Cirebon yang tidak sengaja lewat merasa telinganya kotor seketika karena kosa kata dua kerajaan yang barusan berbicara.

[Gak Lelah Sama Sekali]

Inderapura, duduk di atas kursi di ruang baca milik Putra. Jarum jam di dinding menunjuk angka lima, maksudnya jarum jam yang panjangnya. Jarum jam pendeknya baru menunjuk angka sebelas.

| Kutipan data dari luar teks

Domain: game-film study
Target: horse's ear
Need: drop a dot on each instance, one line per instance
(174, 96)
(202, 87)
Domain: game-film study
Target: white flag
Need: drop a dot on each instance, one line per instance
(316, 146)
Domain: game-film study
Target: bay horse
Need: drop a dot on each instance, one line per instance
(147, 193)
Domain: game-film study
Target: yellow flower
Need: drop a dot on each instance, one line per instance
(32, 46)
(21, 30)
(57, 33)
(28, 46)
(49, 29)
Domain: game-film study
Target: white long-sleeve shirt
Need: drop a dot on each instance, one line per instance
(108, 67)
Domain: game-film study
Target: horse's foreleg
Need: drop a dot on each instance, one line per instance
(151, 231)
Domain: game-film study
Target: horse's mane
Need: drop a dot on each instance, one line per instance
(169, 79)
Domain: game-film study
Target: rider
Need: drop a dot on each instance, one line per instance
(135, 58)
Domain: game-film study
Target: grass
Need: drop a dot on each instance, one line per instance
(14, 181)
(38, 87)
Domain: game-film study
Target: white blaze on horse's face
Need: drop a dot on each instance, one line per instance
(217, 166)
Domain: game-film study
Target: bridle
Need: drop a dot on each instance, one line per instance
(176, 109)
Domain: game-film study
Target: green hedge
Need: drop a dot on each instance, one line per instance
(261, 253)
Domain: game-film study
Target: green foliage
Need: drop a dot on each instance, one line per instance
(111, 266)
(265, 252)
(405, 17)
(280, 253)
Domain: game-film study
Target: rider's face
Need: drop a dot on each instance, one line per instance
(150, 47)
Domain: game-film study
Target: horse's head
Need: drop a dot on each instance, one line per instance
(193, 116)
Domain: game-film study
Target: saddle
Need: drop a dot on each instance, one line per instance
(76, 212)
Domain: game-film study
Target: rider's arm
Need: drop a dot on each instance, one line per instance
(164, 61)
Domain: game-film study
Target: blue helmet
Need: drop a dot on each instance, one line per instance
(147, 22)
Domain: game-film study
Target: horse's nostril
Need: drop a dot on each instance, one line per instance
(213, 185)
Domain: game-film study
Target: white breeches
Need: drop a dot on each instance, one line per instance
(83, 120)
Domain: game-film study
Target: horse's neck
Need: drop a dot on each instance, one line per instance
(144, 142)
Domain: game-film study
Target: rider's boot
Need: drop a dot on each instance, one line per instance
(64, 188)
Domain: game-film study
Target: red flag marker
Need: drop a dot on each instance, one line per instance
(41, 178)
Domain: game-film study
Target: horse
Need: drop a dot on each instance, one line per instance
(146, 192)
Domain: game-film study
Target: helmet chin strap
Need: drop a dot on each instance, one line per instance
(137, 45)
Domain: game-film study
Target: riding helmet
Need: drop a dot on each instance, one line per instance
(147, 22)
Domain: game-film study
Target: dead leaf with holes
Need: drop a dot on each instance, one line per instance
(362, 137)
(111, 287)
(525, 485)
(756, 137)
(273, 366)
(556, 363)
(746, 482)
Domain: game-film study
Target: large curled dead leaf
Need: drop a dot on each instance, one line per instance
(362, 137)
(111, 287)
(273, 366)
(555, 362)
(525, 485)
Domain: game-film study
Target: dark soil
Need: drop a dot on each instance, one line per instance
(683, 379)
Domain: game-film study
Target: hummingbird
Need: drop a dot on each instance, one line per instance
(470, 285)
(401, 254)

Dengan kata lain, buka puasa masih jauh.

Hanya ada dirinya seorang di sini, kerajaan lain entah ada di mana. Rumah Putra hening—dan ini sangat tidak biasa. Masalahnya suasana rumah ini jadi lebih mencekam. Meski pun para pengikut setia Putra—ya, maksud Inderapura itu para dedemit yang selalu mengekorinya ke mana-mana—sedang cuti dan tidak bisa berkeliaran seperti biasa, ternyata tetap saja nuansa horor rumah ini tidak berkurang sedikit pun.

Mungkin memang sudah bawaan dari sananya ya.

Ndatau juga.

"Gusti," Banten mendadak muncul dari balik rak seperti setan—bukan, yah, perumpamaan yang lebih cocok untuknya tidak ada lagi. Inderapura menoleh padanya. "Kau ini gagal move on atau apa sih? Gak lelah apa mengingat masa lalu terus?"

Lalu Inderapura melirik buku usang di pangkuannya. Terdiam sebentar, kemudian tertawa renyah. Banten menatap pemuda itu dengan tidak mengerti.

"Tidak," Inderapura menggeleng, belum melunturkan senyumnya. "Tidak sama sekali!" lanjutnya riang seperti anak gembala.

Banten membatin, sepertinya ketika kanak-kanak Inderapura itu kelebihan gula. Kemudian pemuda itu diam-diam mengintip judul buku di pangkuan Inderapura.

Kesultanan Aceh. Seperti itulah judulnya.

[Buka Puasa]

"Allahumma barik lana—"

Kemudian Aceh menempeleng kepala Inderapura.

"Maksudku Allahumma lakasumtu, lidahku kepeleset tadi—"

"HALAH, ALASAN."

[Selamat Berbuka Puasa]

"Bahkan tahun ini juga masih sama."

"Apanya?"

"Yang ngucapin selamat berbuka puasa, masih aja iklan sirop di tv. Hiks."

"... euh."

[Petasan]

Suara ledakan petasan terdengar dari luar rumah—tentu saja. Putra tidak segila itu membiarkan siapa pun meledakkan petasan—tidak peduli sekecil apa pun daya ledaknya—dia tidak akan tinggal diam jika ada yang berani meledakkan petasan di tempat tinggalnya. Dia tidak mau harus mengeluarkan biaya lebih untuk perbaikan rumah pribadinya.

Dia tidak digaji, masalahnya.

"Yaela, lebaran juga masih lama," gumam Banten sambil memilah channel mana yang layak untuk ditonton. Di sampingnya Inderapura duduk sambil ngeteh dengan kalem, sekilas, dia terlihat seperti Samudra Pasai ketika membaca koran di pagi hari.

Di dalam mushola, Samudra Pasai mendadak bersin.

"Biasa, orang kaya," kata Inderapura kalem. "Atau orang sok kaya."

Banten mengangguk-angguk setuju terhadap perkataan pemuda yang belakangan ini terlihat lebih dewasa dari sebelumnya. Sampai kemudian Aceh muncul dan menghancurkan kharisma yang sudah Inderapura buat sedemikian rupa.

"Halah, seperti kau tidak suka main petasan saja."

"YAELA ACEH."

"APA?!"

[Baju Lebaran]

"Orang-orang udah beli baju lebaran dong, kita kapan?"

Inderapura melirik Banten yang barusan bicara sambil menatap jalanan dari teras rumah. Ceritanya mereka sedang bersantai sambil mengapresiasi keagungan Tuhan dengan cara menikmati keindahan alam yang ada di sekitar mereka.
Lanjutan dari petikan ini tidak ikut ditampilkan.